Author(s) Information

Prof. Dongjie Xue
xuedongjie@163.com

Dongjie Xue obtained his PhD in Engineering Mechanics from China University of Mining and Technology (Beijing) (CUMTB), China, in 2013. He is an associate professor at CUMTB and associate editor-in-chief of International Journal of Coal Science and Technology. He is also the young member of editorial board of International Journal of Mining Science and Technology, and Journal of China University of Mining and Technology. His research interests include (1) mining-induced mechanics, (2) critical mechanics, (3) cluster mechanics and (4) intelligent rock mechanics. He has been participated in a large number of Chinese national projects. He is also a regular reviewer of more than 30 SCI/EI journals.

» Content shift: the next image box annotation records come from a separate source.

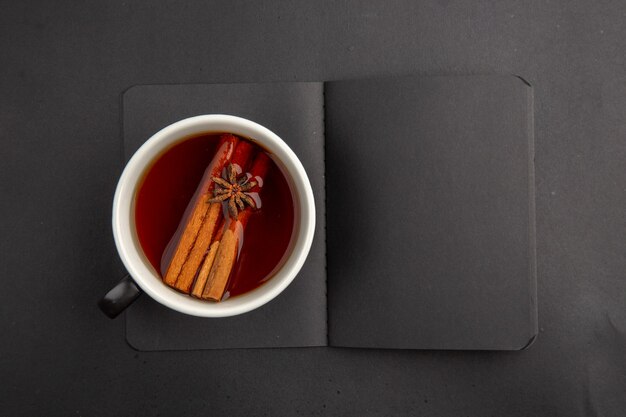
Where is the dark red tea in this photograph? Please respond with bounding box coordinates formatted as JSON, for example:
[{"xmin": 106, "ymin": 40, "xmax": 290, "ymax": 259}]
[{"xmin": 135, "ymin": 134, "xmax": 294, "ymax": 298}]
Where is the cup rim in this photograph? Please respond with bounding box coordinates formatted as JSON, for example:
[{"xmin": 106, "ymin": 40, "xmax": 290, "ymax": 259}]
[{"xmin": 112, "ymin": 114, "xmax": 315, "ymax": 317}]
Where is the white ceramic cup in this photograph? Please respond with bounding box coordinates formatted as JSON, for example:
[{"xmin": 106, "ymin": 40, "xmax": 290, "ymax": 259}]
[{"xmin": 100, "ymin": 114, "xmax": 315, "ymax": 317}]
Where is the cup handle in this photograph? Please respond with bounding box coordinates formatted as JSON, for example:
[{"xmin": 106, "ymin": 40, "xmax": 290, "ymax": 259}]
[{"xmin": 98, "ymin": 275, "xmax": 142, "ymax": 319}]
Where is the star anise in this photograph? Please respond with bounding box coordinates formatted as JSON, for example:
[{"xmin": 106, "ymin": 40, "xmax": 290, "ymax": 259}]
[{"xmin": 209, "ymin": 164, "xmax": 257, "ymax": 219}]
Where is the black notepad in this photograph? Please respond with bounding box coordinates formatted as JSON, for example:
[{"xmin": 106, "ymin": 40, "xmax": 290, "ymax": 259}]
[{"xmin": 123, "ymin": 76, "xmax": 537, "ymax": 350}]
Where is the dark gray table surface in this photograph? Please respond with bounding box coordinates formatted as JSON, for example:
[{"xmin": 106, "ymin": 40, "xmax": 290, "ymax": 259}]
[{"xmin": 0, "ymin": 0, "xmax": 626, "ymax": 416}]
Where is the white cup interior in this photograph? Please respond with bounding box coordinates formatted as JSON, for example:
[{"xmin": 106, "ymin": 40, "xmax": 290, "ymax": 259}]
[{"xmin": 112, "ymin": 114, "xmax": 315, "ymax": 317}]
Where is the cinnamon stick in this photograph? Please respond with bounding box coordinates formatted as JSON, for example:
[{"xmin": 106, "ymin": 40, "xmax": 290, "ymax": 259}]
[
  {"xmin": 202, "ymin": 153, "xmax": 270, "ymax": 301},
  {"xmin": 191, "ymin": 216, "xmax": 224, "ymax": 298},
  {"xmin": 163, "ymin": 134, "xmax": 239, "ymax": 287},
  {"xmin": 174, "ymin": 141, "xmax": 254, "ymax": 293}
]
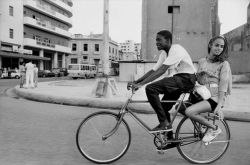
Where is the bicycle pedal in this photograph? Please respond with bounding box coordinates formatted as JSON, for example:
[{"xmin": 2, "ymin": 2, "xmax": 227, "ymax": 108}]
[{"xmin": 156, "ymin": 150, "xmax": 164, "ymax": 155}]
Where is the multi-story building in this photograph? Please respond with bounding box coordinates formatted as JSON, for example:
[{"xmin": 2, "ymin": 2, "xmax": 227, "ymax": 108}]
[
  {"xmin": 141, "ymin": 0, "xmax": 220, "ymax": 61},
  {"xmin": 224, "ymin": 3, "xmax": 250, "ymax": 51},
  {"xmin": 0, "ymin": 0, "xmax": 73, "ymax": 70},
  {"xmin": 68, "ymin": 34, "xmax": 121, "ymax": 67},
  {"xmin": 119, "ymin": 40, "xmax": 141, "ymax": 60}
]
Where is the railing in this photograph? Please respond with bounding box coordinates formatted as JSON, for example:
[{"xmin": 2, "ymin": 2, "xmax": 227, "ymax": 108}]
[
  {"xmin": 36, "ymin": 20, "xmax": 56, "ymax": 30},
  {"xmin": 36, "ymin": 39, "xmax": 55, "ymax": 48}
]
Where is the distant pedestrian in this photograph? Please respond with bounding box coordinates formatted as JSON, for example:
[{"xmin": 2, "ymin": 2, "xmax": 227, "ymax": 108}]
[
  {"xmin": 34, "ymin": 64, "xmax": 38, "ymax": 87},
  {"xmin": 19, "ymin": 62, "xmax": 25, "ymax": 88},
  {"xmin": 25, "ymin": 61, "xmax": 34, "ymax": 88}
]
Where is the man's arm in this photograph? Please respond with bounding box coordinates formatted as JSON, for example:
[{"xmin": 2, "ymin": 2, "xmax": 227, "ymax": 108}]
[
  {"xmin": 134, "ymin": 69, "xmax": 155, "ymax": 84},
  {"xmin": 139, "ymin": 64, "xmax": 169, "ymax": 85}
]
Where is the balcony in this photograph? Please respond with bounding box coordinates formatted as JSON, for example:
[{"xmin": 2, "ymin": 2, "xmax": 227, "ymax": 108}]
[
  {"xmin": 23, "ymin": 17, "xmax": 71, "ymax": 38},
  {"xmin": 23, "ymin": 38, "xmax": 71, "ymax": 54},
  {"xmin": 23, "ymin": 0, "xmax": 72, "ymax": 27},
  {"xmin": 46, "ymin": 0, "xmax": 73, "ymax": 17}
]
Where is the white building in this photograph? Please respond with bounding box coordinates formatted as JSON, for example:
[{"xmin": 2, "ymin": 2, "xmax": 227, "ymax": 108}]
[
  {"xmin": 68, "ymin": 34, "xmax": 120, "ymax": 70},
  {"xmin": 0, "ymin": 0, "xmax": 73, "ymax": 70},
  {"xmin": 119, "ymin": 40, "xmax": 141, "ymax": 61}
]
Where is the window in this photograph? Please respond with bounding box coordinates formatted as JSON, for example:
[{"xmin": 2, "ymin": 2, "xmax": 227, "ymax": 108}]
[
  {"xmin": 9, "ymin": 6, "xmax": 14, "ymax": 16},
  {"xmin": 70, "ymin": 58, "xmax": 77, "ymax": 64},
  {"xmin": 9, "ymin": 29, "xmax": 14, "ymax": 38},
  {"xmin": 83, "ymin": 44, "xmax": 88, "ymax": 51},
  {"xmin": 72, "ymin": 44, "xmax": 76, "ymax": 51},
  {"xmin": 168, "ymin": 6, "xmax": 180, "ymax": 14},
  {"xmin": 95, "ymin": 44, "xmax": 99, "ymax": 52}
]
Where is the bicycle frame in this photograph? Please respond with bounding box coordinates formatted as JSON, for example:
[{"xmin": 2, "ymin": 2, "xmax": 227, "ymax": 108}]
[{"xmin": 102, "ymin": 91, "xmax": 190, "ymax": 140}]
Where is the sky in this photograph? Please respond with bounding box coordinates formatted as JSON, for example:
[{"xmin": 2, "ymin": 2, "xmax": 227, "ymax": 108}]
[{"xmin": 70, "ymin": 0, "xmax": 250, "ymax": 43}]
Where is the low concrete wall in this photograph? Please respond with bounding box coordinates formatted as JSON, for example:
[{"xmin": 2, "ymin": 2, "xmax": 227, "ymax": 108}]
[
  {"xmin": 119, "ymin": 61, "xmax": 156, "ymax": 82},
  {"xmin": 228, "ymin": 51, "xmax": 250, "ymax": 74}
]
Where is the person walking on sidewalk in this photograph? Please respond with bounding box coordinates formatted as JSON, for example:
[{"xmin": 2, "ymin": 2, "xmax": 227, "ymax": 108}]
[
  {"xmin": 19, "ymin": 62, "xmax": 25, "ymax": 88},
  {"xmin": 34, "ymin": 64, "xmax": 38, "ymax": 87},
  {"xmin": 128, "ymin": 30, "xmax": 196, "ymax": 134},
  {"xmin": 185, "ymin": 36, "xmax": 232, "ymax": 142},
  {"xmin": 25, "ymin": 61, "xmax": 34, "ymax": 88}
]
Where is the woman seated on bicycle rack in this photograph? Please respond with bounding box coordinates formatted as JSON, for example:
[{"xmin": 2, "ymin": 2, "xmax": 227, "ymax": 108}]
[
  {"xmin": 128, "ymin": 30, "xmax": 196, "ymax": 138},
  {"xmin": 185, "ymin": 36, "xmax": 232, "ymax": 142}
]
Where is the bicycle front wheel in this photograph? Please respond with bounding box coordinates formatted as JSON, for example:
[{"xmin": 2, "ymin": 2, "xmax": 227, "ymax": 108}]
[
  {"xmin": 76, "ymin": 111, "xmax": 131, "ymax": 164},
  {"xmin": 176, "ymin": 117, "xmax": 230, "ymax": 164}
]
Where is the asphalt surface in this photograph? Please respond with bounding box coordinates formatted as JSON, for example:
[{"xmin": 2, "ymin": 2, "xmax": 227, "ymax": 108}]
[{"xmin": 14, "ymin": 79, "xmax": 250, "ymax": 122}]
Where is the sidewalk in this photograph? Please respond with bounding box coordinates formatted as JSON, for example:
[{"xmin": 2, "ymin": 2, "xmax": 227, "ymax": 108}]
[{"xmin": 14, "ymin": 79, "xmax": 250, "ymax": 122}]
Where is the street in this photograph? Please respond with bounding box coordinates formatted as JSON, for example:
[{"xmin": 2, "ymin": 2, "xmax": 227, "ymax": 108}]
[{"xmin": 0, "ymin": 78, "xmax": 250, "ymax": 165}]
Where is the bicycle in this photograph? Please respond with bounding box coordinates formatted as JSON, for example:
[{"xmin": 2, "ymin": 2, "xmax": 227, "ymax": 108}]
[{"xmin": 76, "ymin": 86, "xmax": 230, "ymax": 164}]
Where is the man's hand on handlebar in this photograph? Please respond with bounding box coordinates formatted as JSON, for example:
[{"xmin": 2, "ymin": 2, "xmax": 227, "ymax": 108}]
[{"xmin": 127, "ymin": 82, "xmax": 142, "ymax": 91}]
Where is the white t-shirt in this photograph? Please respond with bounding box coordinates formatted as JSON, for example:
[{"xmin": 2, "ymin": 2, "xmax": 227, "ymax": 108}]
[
  {"xmin": 25, "ymin": 62, "xmax": 34, "ymax": 72},
  {"xmin": 153, "ymin": 44, "xmax": 196, "ymax": 76}
]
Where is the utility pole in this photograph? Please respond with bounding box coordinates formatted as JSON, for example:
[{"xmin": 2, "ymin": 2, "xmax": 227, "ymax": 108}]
[
  {"xmin": 102, "ymin": 0, "xmax": 110, "ymax": 76},
  {"xmin": 92, "ymin": 0, "xmax": 117, "ymax": 98}
]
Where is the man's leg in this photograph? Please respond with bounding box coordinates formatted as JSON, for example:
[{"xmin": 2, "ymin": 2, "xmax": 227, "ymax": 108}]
[{"xmin": 146, "ymin": 77, "xmax": 179, "ymax": 132}]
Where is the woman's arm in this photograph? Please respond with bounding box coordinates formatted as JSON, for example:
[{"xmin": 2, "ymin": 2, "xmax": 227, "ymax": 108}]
[{"xmin": 214, "ymin": 61, "xmax": 230, "ymax": 118}]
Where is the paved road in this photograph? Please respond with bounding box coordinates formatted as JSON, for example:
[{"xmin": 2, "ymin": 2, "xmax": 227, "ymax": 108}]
[{"xmin": 0, "ymin": 80, "xmax": 250, "ymax": 165}]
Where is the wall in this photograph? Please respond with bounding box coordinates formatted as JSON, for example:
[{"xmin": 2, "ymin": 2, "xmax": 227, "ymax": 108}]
[
  {"xmin": 141, "ymin": 0, "xmax": 212, "ymax": 61},
  {"xmin": 0, "ymin": 0, "xmax": 23, "ymax": 45},
  {"xmin": 119, "ymin": 61, "xmax": 155, "ymax": 81},
  {"xmin": 228, "ymin": 51, "xmax": 250, "ymax": 74}
]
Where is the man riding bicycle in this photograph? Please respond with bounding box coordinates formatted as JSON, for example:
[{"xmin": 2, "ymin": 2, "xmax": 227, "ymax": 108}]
[{"xmin": 128, "ymin": 30, "xmax": 196, "ymax": 142}]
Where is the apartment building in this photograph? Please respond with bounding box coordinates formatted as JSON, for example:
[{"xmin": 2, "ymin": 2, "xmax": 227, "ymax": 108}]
[
  {"xmin": 0, "ymin": 0, "xmax": 73, "ymax": 70},
  {"xmin": 68, "ymin": 34, "xmax": 121, "ymax": 67},
  {"xmin": 119, "ymin": 40, "xmax": 141, "ymax": 61},
  {"xmin": 141, "ymin": 0, "xmax": 220, "ymax": 61},
  {"xmin": 224, "ymin": 3, "xmax": 250, "ymax": 52}
]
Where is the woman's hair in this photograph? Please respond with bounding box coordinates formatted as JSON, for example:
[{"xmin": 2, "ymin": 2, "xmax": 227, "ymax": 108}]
[
  {"xmin": 157, "ymin": 30, "xmax": 172, "ymax": 43},
  {"xmin": 207, "ymin": 36, "xmax": 228, "ymax": 62}
]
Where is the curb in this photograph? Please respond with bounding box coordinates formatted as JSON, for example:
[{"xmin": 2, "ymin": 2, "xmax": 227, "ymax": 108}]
[{"xmin": 13, "ymin": 86, "xmax": 250, "ymax": 122}]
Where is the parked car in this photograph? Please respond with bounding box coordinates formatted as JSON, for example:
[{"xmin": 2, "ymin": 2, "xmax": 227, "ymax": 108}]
[
  {"xmin": 60, "ymin": 68, "xmax": 69, "ymax": 76},
  {"xmin": 1, "ymin": 70, "xmax": 21, "ymax": 79},
  {"xmin": 51, "ymin": 68, "xmax": 62, "ymax": 77},
  {"xmin": 52, "ymin": 68, "xmax": 68, "ymax": 77},
  {"xmin": 38, "ymin": 70, "xmax": 55, "ymax": 77}
]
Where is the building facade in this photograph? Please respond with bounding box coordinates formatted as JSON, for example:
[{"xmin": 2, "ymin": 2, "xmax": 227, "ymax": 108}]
[
  {"xmin": 224, "ymin": 3, "xmax": 250, "ymax": 51},
  {"xmin": 141, "ymin": 0, "xmax": 220, "ymax": 61},
  {"xmin": 0, "ymin": 0, "xmax": 73, "ymax": 70},
  {"xmin": 119, "ymin": 40, "xmax": 141, "ymax": 61},
  {"xmin": 67, "ymin": 34, "xmax": 119, "ymax": 68}
]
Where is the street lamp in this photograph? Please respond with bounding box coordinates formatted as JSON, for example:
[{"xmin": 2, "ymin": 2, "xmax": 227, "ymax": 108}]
[{"xmin": 92, "ymin": 0, "xmax": 117, "ymax": 98}]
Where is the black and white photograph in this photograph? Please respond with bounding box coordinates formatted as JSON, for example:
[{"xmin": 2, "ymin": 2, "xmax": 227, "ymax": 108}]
[{"xmin": 0, "ymin": 0, "xmax": 250, "ymax": 165}]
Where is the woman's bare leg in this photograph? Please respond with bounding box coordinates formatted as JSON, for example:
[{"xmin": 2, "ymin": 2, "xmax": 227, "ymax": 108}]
[{"xmin": 185, "ymin": 101, "xmax": 216, "ymax": 129}]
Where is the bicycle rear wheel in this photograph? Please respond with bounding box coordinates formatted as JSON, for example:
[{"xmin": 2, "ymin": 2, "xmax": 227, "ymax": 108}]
[
  {"xmin": 76, "ymin": 111, "xmax": 131, "ymax": 164},
  {"xmin": 176, "ymin": 117, "xmax": 230, "ymax": 164}
]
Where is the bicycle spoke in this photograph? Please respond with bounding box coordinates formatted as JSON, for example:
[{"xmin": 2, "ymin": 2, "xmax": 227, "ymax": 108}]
[
  {"xmin": 176, "ymin": 118, "xmax": 230, "ymax": 163},
  {"xmin": 76, "ymin": 112, "xmax": 131, "ymax": 163}
]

As a visiting scholar, he maintains a long-term cooperation with several key laboratories, such as State Key Laboratory of Coal Mine Disaster Dynamics and Control, and State Key Laboratory of Hydraulics and Mountain River Engineering. A very young research group of more than 30 members aiming at the original contribution of mechanic theory to solve the challenge of mining problems is organized by him. He proposes a new insight of critical phenomenon to re-evaluate the long-term challenge in rock mechanics and develops a series of algorithms to make a full generalization of core principle of critical and cluster mechanics.